Proses sidang di Ruang Tirta PN Surabaya berlangsung singkat, sekitar 10 menit saja. Lalu, hakim pun mengetuk palu sidang pertana sidang berakhir.
"Sidang ditunda pekan depan dengan agenda jawaban, upaya mediasi gagal jawaban bisa melalui e-litigation, proses upaya hukumnya harus litigasi," kata Khusaini, Ketua Majelis Hakim PN Surabaya.
Komisi Hukum dan HAM MUI Pusat, Helmi Al Jufri yang menghadiri mediasi menuturkan ingin menyampaikan jawaban secara tertulis. Sebab, penggugat mendaftarkan gugatan secara e-court atau online.
"Lazimnya, kalau didasarkan secara e-court maka jawab jinawab (menjawab) menggunakan e-court. Tadi alasan hakim karena pihaknya tidak lengkap, maka jawaban langsung di pengadilan," tuturnya.
Namun, ia enggan menjelaskan secara detail perihal jawaban yang ia maksud. Menurutnya, jawaban itu bakal disampaikan pada sidang pekan depan.

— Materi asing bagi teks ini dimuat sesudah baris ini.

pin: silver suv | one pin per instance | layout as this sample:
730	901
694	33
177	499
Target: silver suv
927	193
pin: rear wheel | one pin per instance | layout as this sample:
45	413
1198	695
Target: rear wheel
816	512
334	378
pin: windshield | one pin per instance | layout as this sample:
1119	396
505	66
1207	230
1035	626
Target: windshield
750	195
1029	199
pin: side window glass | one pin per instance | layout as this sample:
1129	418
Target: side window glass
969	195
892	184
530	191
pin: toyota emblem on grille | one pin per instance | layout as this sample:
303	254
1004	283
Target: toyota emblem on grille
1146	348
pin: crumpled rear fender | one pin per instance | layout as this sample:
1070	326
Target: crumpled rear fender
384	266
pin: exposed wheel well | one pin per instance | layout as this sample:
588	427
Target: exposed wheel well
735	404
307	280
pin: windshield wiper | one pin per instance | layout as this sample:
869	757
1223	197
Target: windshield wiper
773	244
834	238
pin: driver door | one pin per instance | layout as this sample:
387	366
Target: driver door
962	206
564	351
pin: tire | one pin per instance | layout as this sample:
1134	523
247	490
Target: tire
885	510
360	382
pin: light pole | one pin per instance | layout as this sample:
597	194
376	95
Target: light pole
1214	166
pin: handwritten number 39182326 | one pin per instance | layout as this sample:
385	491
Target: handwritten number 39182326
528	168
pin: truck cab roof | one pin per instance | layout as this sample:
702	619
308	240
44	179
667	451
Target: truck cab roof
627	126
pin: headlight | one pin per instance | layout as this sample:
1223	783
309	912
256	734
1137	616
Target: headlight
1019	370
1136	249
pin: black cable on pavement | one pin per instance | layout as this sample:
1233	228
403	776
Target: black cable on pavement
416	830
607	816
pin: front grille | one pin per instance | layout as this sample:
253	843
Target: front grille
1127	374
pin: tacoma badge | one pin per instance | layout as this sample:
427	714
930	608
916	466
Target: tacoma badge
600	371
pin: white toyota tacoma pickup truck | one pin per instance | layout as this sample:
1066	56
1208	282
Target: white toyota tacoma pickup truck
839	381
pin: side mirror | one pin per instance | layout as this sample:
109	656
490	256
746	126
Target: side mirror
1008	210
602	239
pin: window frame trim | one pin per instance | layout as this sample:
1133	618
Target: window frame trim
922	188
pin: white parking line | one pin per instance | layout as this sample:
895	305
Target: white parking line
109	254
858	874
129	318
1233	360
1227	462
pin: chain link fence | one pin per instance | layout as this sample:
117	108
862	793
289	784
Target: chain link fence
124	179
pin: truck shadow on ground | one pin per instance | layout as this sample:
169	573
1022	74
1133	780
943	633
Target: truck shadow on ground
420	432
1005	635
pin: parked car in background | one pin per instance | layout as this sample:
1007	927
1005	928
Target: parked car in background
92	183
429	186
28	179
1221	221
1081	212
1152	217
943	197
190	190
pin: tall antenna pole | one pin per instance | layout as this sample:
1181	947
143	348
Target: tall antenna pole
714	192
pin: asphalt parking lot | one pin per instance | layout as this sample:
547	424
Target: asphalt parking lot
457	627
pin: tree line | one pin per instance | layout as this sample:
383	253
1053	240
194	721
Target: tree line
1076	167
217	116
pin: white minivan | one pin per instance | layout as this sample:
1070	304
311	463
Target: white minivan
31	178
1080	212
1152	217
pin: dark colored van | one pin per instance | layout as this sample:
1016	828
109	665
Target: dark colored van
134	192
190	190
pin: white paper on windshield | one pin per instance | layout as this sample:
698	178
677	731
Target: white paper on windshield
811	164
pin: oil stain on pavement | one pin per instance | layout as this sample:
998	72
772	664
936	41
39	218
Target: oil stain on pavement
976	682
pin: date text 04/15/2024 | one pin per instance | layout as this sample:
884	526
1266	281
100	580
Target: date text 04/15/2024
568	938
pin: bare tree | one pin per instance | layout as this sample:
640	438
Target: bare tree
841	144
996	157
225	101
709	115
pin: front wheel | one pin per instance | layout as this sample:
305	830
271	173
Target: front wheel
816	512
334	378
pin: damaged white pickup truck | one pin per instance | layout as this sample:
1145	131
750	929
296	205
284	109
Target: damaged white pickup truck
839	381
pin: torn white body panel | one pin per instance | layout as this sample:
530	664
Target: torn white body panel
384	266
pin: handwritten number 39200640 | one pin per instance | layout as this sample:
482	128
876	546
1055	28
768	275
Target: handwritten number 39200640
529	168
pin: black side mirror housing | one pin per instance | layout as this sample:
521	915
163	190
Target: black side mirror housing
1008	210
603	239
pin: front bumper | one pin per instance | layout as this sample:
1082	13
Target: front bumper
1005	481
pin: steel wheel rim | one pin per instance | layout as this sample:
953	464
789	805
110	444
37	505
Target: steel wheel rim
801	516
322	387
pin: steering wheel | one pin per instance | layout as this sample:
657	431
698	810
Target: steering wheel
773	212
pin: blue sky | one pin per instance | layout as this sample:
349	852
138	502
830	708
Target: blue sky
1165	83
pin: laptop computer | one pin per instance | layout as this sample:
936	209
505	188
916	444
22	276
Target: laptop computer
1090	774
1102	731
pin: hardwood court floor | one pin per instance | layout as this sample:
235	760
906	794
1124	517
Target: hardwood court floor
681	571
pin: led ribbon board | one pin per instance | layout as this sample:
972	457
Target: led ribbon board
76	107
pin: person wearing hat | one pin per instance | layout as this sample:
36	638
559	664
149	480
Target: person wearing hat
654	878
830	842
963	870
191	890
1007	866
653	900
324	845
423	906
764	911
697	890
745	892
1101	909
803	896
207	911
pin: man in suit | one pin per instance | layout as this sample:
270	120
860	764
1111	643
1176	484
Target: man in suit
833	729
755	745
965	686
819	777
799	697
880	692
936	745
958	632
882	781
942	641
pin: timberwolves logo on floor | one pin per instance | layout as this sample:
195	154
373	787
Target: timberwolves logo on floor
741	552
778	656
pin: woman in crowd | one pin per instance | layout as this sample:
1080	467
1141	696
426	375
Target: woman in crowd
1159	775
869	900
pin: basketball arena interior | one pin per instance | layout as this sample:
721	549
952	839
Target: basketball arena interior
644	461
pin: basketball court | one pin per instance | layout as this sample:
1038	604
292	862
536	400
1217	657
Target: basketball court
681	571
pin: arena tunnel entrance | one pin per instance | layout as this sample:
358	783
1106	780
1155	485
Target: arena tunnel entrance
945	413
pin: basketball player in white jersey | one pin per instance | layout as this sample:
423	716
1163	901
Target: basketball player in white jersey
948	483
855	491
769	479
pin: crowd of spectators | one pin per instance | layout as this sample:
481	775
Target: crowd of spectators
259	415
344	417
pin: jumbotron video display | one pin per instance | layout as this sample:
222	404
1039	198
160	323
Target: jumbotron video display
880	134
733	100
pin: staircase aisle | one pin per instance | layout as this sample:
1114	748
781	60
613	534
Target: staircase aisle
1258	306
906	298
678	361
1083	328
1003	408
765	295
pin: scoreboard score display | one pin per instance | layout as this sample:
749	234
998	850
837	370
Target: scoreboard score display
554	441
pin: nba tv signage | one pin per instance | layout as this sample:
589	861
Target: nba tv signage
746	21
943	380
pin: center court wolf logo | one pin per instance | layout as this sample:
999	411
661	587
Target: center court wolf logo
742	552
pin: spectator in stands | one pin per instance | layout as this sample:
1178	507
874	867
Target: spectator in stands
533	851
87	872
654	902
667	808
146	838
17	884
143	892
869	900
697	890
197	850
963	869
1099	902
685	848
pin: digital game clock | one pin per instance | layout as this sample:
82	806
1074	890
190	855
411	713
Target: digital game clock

"Karena ada perubahan gugatan ya, kami belum membaca (seluruhnya), kami juga belum bisa memberikan jawaban detailnya," tutupnya.
Penggugat pesimistis bisa memenangkan persidangan. Baca di halaman selanjutnya.
Penasihat hukum 4 penggugat penetapan beda agama, Sutanto Wijaya mengatakan pihaknya tetap melanjutkan sidang. Meski, ada para pihak yang tak hadir saat sidang di PN Surabaya. Para pihak yang tak hadir ialah Mahkamah Agung, Persekutuan Gereja Indonesia, Pondok Sarang, dan Pondok Gus Baha.
Sutanto menuturkan, tak ada persiapan khusus perihal tersebut. Bahkan, ia mengaku sudah mengetahui bila hasil sidang bakal menyatakan pihaknya tak menang gugatan.
"Kita mengalir saja, dari dulu sudah kita sampaikan tidak mungkin menang sejak awal, kalau masalah hukum memang kami pesimis, tapi masalah perjuangan kita tidak (pesimis)," kata Sutanto kepada detikJatim di halaman PN Surabaya. Rabu (31/8/2022).
Ia menjelaskan, hal itu dilakukan lantaran dinilai melanggar syariat agama. Begitu juga hukum di Indonesia, termasuk salah penulisan letak Dukcapil Jakarta, yang seharusnya ditulis di Surabaya.
"Biar tahu, toleransi tertinggi agama itu menghormati agama dan tidak bisa dicampuradukkan," ujarnya.
Oleh karena itu, ia sangat menginginkan perwakilan dari MA datang. Supaya, bisa melihat langsung bila ada produk hukum yang menurutnya masih tak sesuai.
"Ini demi hukum agama, maka kami harap MA datang untuk memberikan Perma atau terobosan hukum terkait persoalan seperti ini. Kalau memang penetapan itu cacat hukum menurut kami, maka harus ada terobosan hukum tersendiri. Bagi kami, ini produk hukum, kita selesaikan secara hukum," tuturnya.
MUI angkat bicara meminta keputusan tergugat dibatalkan. Baca di halaman selanjutnya.
Dalam fakta persidangan dan mediasi yang telah dilakukan, Komisi Hukum dan HAM MUI Pusat, Helmi Al Jufri menilai, kewajiban MUI menjaga akidah umat. Lalu, ia memohon untuk membatalkan penetapan tergugat.
"Meminta pada Dinas Catatan sipil Surabaya untuk membatalkan pencatatan pernikahan, sebab putusan PN Surabaya itu memerintahkan pada Dinas Catatan Sipil Jakarta Selatan, bukan Dinas catatan sipil kota Surabaya. Jadi, tidak ada dasar hukum Catatan Sipil Surabaya mencatatkan nikah beda agama berdasarkan putusan PN Surabaya," ujarnya.
Penasihat hukum 4 penggugat penetapan nikah beda agama Sutanto Wijaya menganggap tergugat berlindung pada SEMA dan UU Kekuasaan Kehakiman yang menerangkan Hakim tida bisa dituntut Pidana dan Perdata dalam menjalankan tugasnya sehingga enggan membahas pokok hukum yang jadi putusan.
"Preseden Buruk apabila pengadilan membuat norma hukum baru dan bertentangan dengan UU, MK Putusan MA, apabila digugat berlindung pada aturan yang melindungi melekat hanya pada jabatannya," tuturnya.
Kuasa Kadispendukcapil Surabaya Kurniawan Ari Utomo mengatakan bakal segera melaporkan hal itu kepada pimpinannya. Mengingat, ada kesalahan penulisan lokasi dalam putusan pengadilan.
"Akan melaporkan pada Atasan atas Permintaan MUI membatalkan catatan pernikahan beda agama tersebut, sebab penetapannya dicatat di catatan sipil Jakarta Selatan, bukan di Kota Surabaya. Meminta untuk melanjutkan persidangan (mediasi gagal)," kata Ari.